Baron hit me and the rest of my sentence was forever lost. I came up mad and went at him. He clubbed me again and this time I stayed on the floor for quite a while.

“The money, Lindsay.”

I got up shakily, then pointed under the bed. “That’s where she keeps it. You want it so bad you can get it yourselves.”

Which is what they decided to do. Baron and Greaseball each took an end of the bed while Reed stood up and kept a gun trained on me. They picked up the bed, carried it out of the way, set it down again. I didn’t even watch. I was waiting for them to go into orbit when they saw the money.

They went into orbit, all right. They went into orbit when they didn’t see the money.

So did I.

My little Sunflower had taken it on the lam. Dough and all, sweet little Cindy Sims had run out on me. I didn’t feel too good all of a sudden.

“I’ll beat it out of him,” Baron was saying. “He’ll talk. He’ll talk through broken teeth, but he’ll talk.”

Baron wasn’t kidding. But he was wrong. He would beat me, and I would not talk at all. I wouldn’t have a thing in the world to talk about.

Which wouldn’t bother Baron. He’d just keep knocking the crap out of me, and he would keep on going until I was dead, then they’d go out hunting for Cindy, chasing the golden fleece of the fifty grand in queer that could put them away for the rest of their lives.

I watched Baron come in and got ready for another punch.

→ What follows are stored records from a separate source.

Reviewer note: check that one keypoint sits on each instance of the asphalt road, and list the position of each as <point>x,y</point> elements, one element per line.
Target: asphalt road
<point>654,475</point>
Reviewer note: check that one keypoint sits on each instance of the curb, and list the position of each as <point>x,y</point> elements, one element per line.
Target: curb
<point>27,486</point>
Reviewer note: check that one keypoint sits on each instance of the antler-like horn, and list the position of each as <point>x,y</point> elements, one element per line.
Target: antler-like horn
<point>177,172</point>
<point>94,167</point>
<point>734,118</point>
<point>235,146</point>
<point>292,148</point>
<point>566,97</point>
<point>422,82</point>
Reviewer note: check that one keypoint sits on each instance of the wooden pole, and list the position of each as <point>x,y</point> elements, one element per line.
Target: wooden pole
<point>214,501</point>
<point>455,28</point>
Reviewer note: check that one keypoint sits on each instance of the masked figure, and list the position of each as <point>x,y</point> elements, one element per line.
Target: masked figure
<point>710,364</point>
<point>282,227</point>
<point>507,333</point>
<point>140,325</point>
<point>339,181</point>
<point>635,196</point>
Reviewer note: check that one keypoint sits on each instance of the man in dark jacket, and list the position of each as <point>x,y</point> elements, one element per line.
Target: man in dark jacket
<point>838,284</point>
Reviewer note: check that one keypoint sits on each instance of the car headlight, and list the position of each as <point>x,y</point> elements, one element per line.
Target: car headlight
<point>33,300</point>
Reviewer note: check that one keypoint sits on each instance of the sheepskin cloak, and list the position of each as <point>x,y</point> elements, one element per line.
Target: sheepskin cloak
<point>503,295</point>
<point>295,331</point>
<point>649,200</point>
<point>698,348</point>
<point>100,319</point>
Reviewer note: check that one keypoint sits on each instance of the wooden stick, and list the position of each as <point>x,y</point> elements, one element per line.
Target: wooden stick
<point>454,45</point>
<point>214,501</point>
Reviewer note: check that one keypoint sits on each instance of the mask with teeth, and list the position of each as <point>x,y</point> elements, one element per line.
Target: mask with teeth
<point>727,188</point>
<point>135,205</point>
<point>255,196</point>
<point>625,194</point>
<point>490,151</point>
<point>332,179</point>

Then something snapped inside me. I wasn’t going to take another beating no matter what happened. A bullet couldn’t hurt a hell of a lot worse than one of Baron’s punches. At least I would die trying. Either way I would be dead, but this would be faster and easier and a lot more exciting.

“Don’t hit me, Baron.”

“You ready to talk?”

“There’s nothing to say.”

He had a gun in one hand, Reed’s gun, and this time he decided to give me the gun in the teeth. I suppose he figured I would stand there and wait for it.

He figured wrong.

He swung and I ducked and came up under the arm, fastening my hand on it and pivoting. Baron went across the room and into the wall, landing head first. The gun remained with me, which was the general object of the whole thing.

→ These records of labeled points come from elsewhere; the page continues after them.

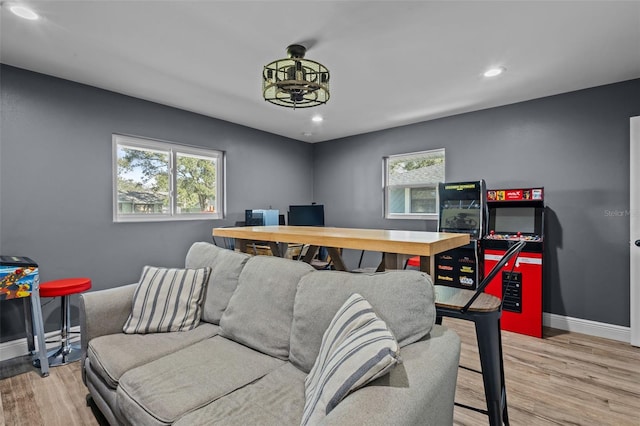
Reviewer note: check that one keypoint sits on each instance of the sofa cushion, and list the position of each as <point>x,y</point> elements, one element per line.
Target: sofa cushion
<point>356,348</point>
<point>276,399</point>
<point>162,391</point>
<point>403,299</point>
<point>167,299</point>
<point>114,354</point>
<point>260,311</point>
<point>225,269</point>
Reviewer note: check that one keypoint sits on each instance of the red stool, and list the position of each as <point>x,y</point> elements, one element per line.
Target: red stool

Lori was close to me, which was her mistake. I grabbed her just in time, held her in front of me and kept my gun pointed at Greaseball. He had the only other gun in the room and he couldn’t shoot without hitting Lori. I held onto her and her fright was a live thing in the room. She was scared stiff, shaking and quaking.

I found out why.

Greaseball wasn’t the sentimental type. Lori was between me and his gun, so he did the obvious thing under that set of circumstances.

He shot her.

She let out a very sick moan, and then I was holding a heap of dead flesh instead of a live and lovely woman. It was something sick to think about but I didn’t waste time thinking. There were more important things to do.

I shot Greaseball in the throat and watched him die.

“Don’t do it, Reed.”

He was halfway to Greaseball’s gun when my voice stopped him. He hesitated for a minute, then straightened up. I had him cold.

“Don’t move,” I said. “Stay right there. It’s nice and cozy there. You can relax and enjoy yourselves.”